Un matrimonio extraño
“Según la ley de Propiedad Intelectual solo pueden ser autoras o autores personas naturales. Y una entidad de gestión colectiva que debe recaudar y repartir las remuneraciones provenientes de los derechos de explotación de una forma justa, debe estar representada en asamblea por personas físicas y no por personas en representación de personas jurídicas como sucede en el caso de las editoriales”, explica Sánchez-Sanz.
“Existe un sector dentro de la SGAE que opina que las editoriales, al firmar contratos en los que autoras y autores les ceden derechos, son cesionarias, por lo que no deberían tener voto en las asambleas. Las editoriales, durante muchos años, han puesto sus intereses empresariales (y en ello se incluye las y los artistas de su repertorio) por delante de los intereses generales de autoras y autores y esto no puede ser así”, reflexiona. “Curiosamente, una entidad como la AIE tiene un nivel de conflicto bajísimo gracias en parte a la ausencia de intereses editoriales en su seno”.
Antes de la última asamblea, Warner Chappell y sus 200 autores amenazaron con irse el pasado mes de octubre, recomendando a otros autores que también emprendieran el éxodo, como protesta ante la gestión de una junta dominada por los intereses de las editoriales de las televisiones.

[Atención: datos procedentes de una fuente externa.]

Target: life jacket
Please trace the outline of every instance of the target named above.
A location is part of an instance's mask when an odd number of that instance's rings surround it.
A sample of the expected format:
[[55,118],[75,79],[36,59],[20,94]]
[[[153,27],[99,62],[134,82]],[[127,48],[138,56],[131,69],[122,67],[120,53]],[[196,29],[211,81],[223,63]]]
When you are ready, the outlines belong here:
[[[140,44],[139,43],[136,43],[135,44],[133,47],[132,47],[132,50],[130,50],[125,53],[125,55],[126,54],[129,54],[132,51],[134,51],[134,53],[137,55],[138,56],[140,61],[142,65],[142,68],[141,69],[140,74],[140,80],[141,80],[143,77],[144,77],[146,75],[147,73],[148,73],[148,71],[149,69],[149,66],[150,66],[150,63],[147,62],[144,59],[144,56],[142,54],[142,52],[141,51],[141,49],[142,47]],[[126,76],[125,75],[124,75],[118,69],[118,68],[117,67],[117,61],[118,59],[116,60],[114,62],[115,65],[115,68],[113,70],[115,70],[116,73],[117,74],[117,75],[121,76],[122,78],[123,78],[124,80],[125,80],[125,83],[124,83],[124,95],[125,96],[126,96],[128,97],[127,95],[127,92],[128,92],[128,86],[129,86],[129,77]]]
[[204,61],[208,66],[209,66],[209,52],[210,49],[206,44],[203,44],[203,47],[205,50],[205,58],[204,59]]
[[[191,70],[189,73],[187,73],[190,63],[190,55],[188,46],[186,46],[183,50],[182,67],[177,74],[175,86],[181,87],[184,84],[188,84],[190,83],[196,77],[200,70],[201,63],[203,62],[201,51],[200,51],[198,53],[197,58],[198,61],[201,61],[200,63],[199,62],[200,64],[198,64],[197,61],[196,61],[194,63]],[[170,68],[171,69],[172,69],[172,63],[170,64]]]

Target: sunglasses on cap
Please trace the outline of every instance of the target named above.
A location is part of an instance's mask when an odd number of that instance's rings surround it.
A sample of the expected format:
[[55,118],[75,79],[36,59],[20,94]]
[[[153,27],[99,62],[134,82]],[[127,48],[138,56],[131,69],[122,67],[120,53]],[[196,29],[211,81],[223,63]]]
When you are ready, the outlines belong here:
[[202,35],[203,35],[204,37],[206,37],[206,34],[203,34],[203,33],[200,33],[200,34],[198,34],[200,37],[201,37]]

“El primer paso fue cuando la candidatura más afín al sector vinculado a las editoriales grandes, se retiró en las últimas elecciones por la negativa de la presidencia de entonces a dar la posibilidad de voto electrónico. El resultado fue una junta actual con un Colegio de Pequeño Derecho [el de los músicos] lleno de personas que de una forma o de otra se han lucrado con el horario nocturno en televisión”, recuerda Sánchez-Sanz.
“La marcha se planteó como una puerta abierta a una nueva entidad de gestión en la que se recaude de una forma justa y equilibrada, no favoreciendo a un sector muy pequeño que es lo que sucede actualmente y quedó patente en el reparto de votos de la junta. La balanza quedó volcada de una forma excesiva a autoras y autores participantes en la programación de música en horario nocturno en las televisiones”, explica. “Hasta ahí todo bien, pidieron la salida de la entidad. El problema es que ese proyecto de nueva entidad de gestión no se llevó a cabo, a pesar de que la prensa insistía mucho en su factibilidad. Ahora han vuelto y han apoyado los estatutos en la última asamblea, cosa que ha tranquilizado las aguas en la SGAE”.
Las editoriales que participan en la actual Junta Directiva de la SGAE, presidida por Pilar Jurado, no son las majors, sino editoriales del entorno sinfónico y de partituras, como es Arambol, representada por la periodista de Radio Nacional Laura Prieto Guijarro, que además es vicepresidenta de la SGAE; Alabama Music Business (Javier Briongos, también en Unión Musical de Editores, filial de la británica Wise Music Group y que anteriormente había trabajado en Warner y EMI) y El Retiro Ediciones Musicales (el músico, productor y participante en La Voz Senior, Gonzalo Fernández Benavides).
El Colegio Editorial podría haber tenido hasta ocho representantes en la Junta Directiva pero no se presentaron más candidaturas. Además, el dramaturgo Clifton J. Williams, persona de confianza de la presidenta Pilar Jurado, era el propietario de Alabama Music Business, una empresa de la que se deshizo por incompatibilidad cuando fue nombrado por la anterior Junta Directiva, presidida por Hevia, dirección de Reclamaciones y Control de Procesos. A ese cargo le ha sumado el de Coordinador de Back-Office, ambos nombramientos no exentos de polémica, bien por su remuneración o bien por las posibles incompatibilidades. Aunque pertenecía al equipo de Hevia, fue Williams quien presentó una moción de censura contra él, llevando a Pilar Jurado a la presidencia de la entidad.